Der Einfluss der geografischen Länge auf die Sonnenuntergangszeit in Strausberg
Strausberg liegt auf 13,89° östlicher Länge. Diese Zahl hat einen spürbaren Effekt auf die Uhrzeit des Sonnenuntergangs, denn pro Längengrad verschiebt sich das Ende des Tages um rund vier Minuten. Städte, die weiter westlich innerhalb Deutschlands liegen – etwa Dortmund oder Köln – erleben den Sonnenuntergang deshalb bis zu 25 Minuten später als Strausberg, obwohl sie auf ähnlicher geografischer Breite liegen. Umgekehrt geht die Sonne in östlicheren Orten wie Cottbus etwas früher unter.
Für das Maghrib-Gebet, das unmittelbar nach dem Sonnenuntergang beginnt, bedeutet das: Selbst ein kurzer Ortswechsel kann die Gebetszeit verschieben. Der in Strausberg angezeigte Zeitpunkt ist also präzise an die lokalen Koordinaten und den Zeitzonenversatz der Europe/Berlin-Zone angepasst.
Die Breite von 52,58° N wirkt sich zusätzlich auf die Länge des Tages aus. Im Sommer sind die Nächte sehr kurz, Fadschr rückt weit nach vorn und Ischa spät in die Nacht; im Dezember verlängert sich dagegen die Dunkelphase, sodass zwischen Fadschr und Sonnenaufgang weniger als zwei Stunden liegen können. Diese jahreszeitlichen Unterschiede erklären, warum der Gebetskalender im Laufe eines Jahres so stark schwankt.

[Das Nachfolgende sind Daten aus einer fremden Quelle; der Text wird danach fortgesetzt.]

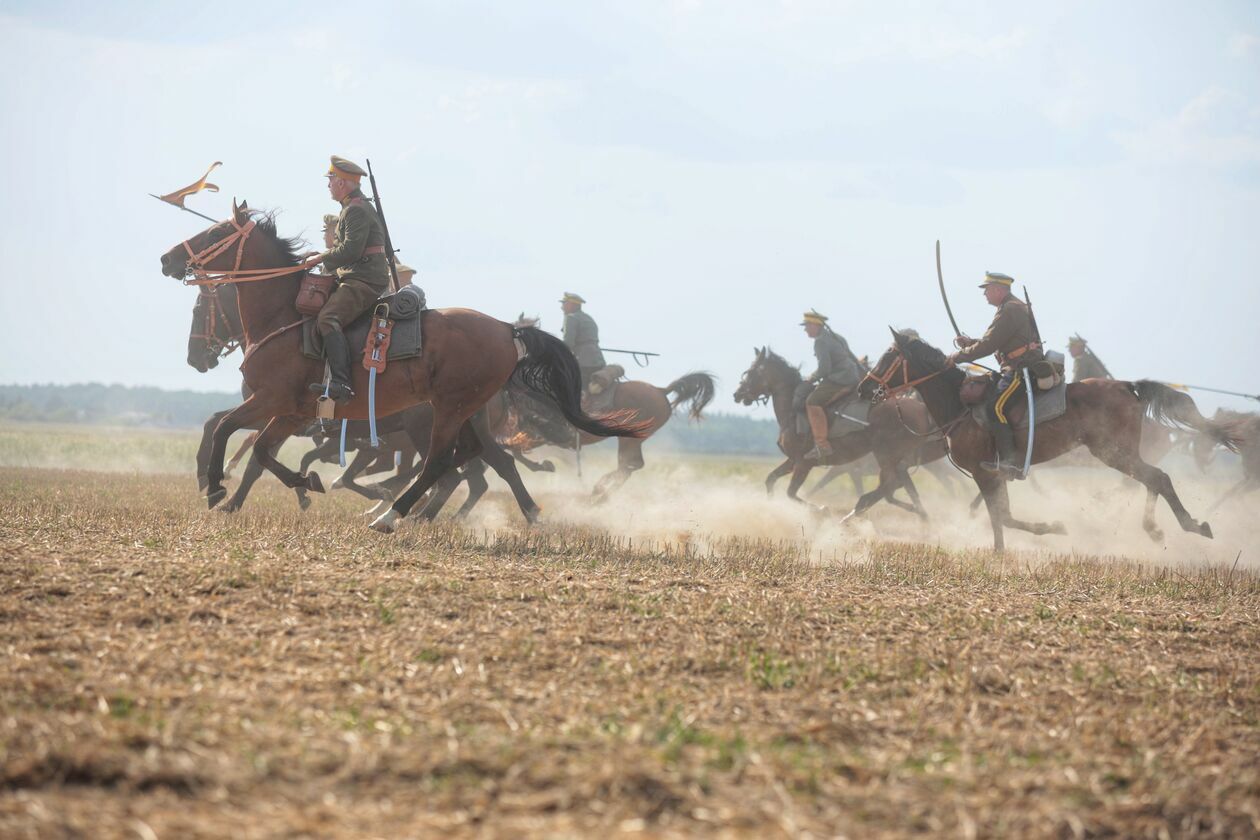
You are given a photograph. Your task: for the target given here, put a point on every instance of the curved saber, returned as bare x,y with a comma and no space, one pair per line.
940,278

Was bedeutet Schuruk und warum muss das Fadschr-Gebet davor beendet sein?
Schuruk (Sonnenaufgang) markiert den Moment, an dem der obere Rand der Sonne den Horizont durchbricht. Mit diesem Ereignis endet die Fadschr-Zeit endgültig. Der Prophet ﷺ hat empfohlen, das Morgengebet noch im Dunkel der Morgendämmerung zu verrichten, bevor die Sonne sichtbar wird. Wer also auf der sicheren Seite sein möchte, beendet Fadschr einige Minuten vor .

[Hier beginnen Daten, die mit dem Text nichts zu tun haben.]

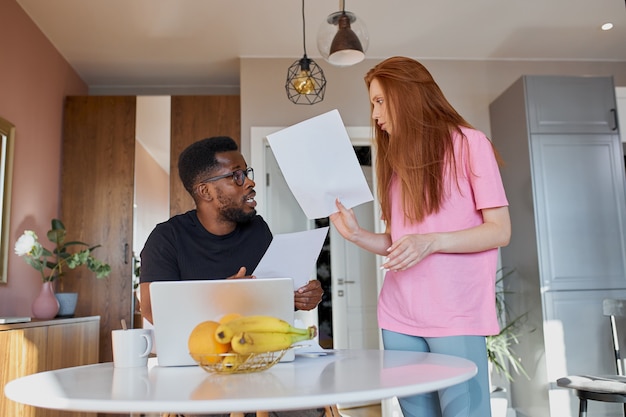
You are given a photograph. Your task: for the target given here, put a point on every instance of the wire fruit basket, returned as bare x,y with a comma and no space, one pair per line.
234,363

Die Fadschr-Zeit selbst beginnt, sobald die astronomische Morgendämmerung (der wahre Morgen, Fadschr ṣādiq) einsetzt. Dies geschieht, wenn die Sonne etwa 15–18° unter dem Horizont steht und der Horizont im Osten eine feine Lichtlinie zeigt. Zwischen diesem ersten Licht und Schuruk bleibt nur ein schmales Zeitfenster. An langen Sommertagen in Strausberg kann es bis zu drei Stunden betragen, im Winter jedoch kaum eine Stunde. Wer eine feste Routine entwickelt – zum Beispiel das Aufstehen zu einer konstanten Uhrzeit – verhindert, dass das Gebet unabsichtlich in die verbotene Zeit nach Schuruk hineinrutscht.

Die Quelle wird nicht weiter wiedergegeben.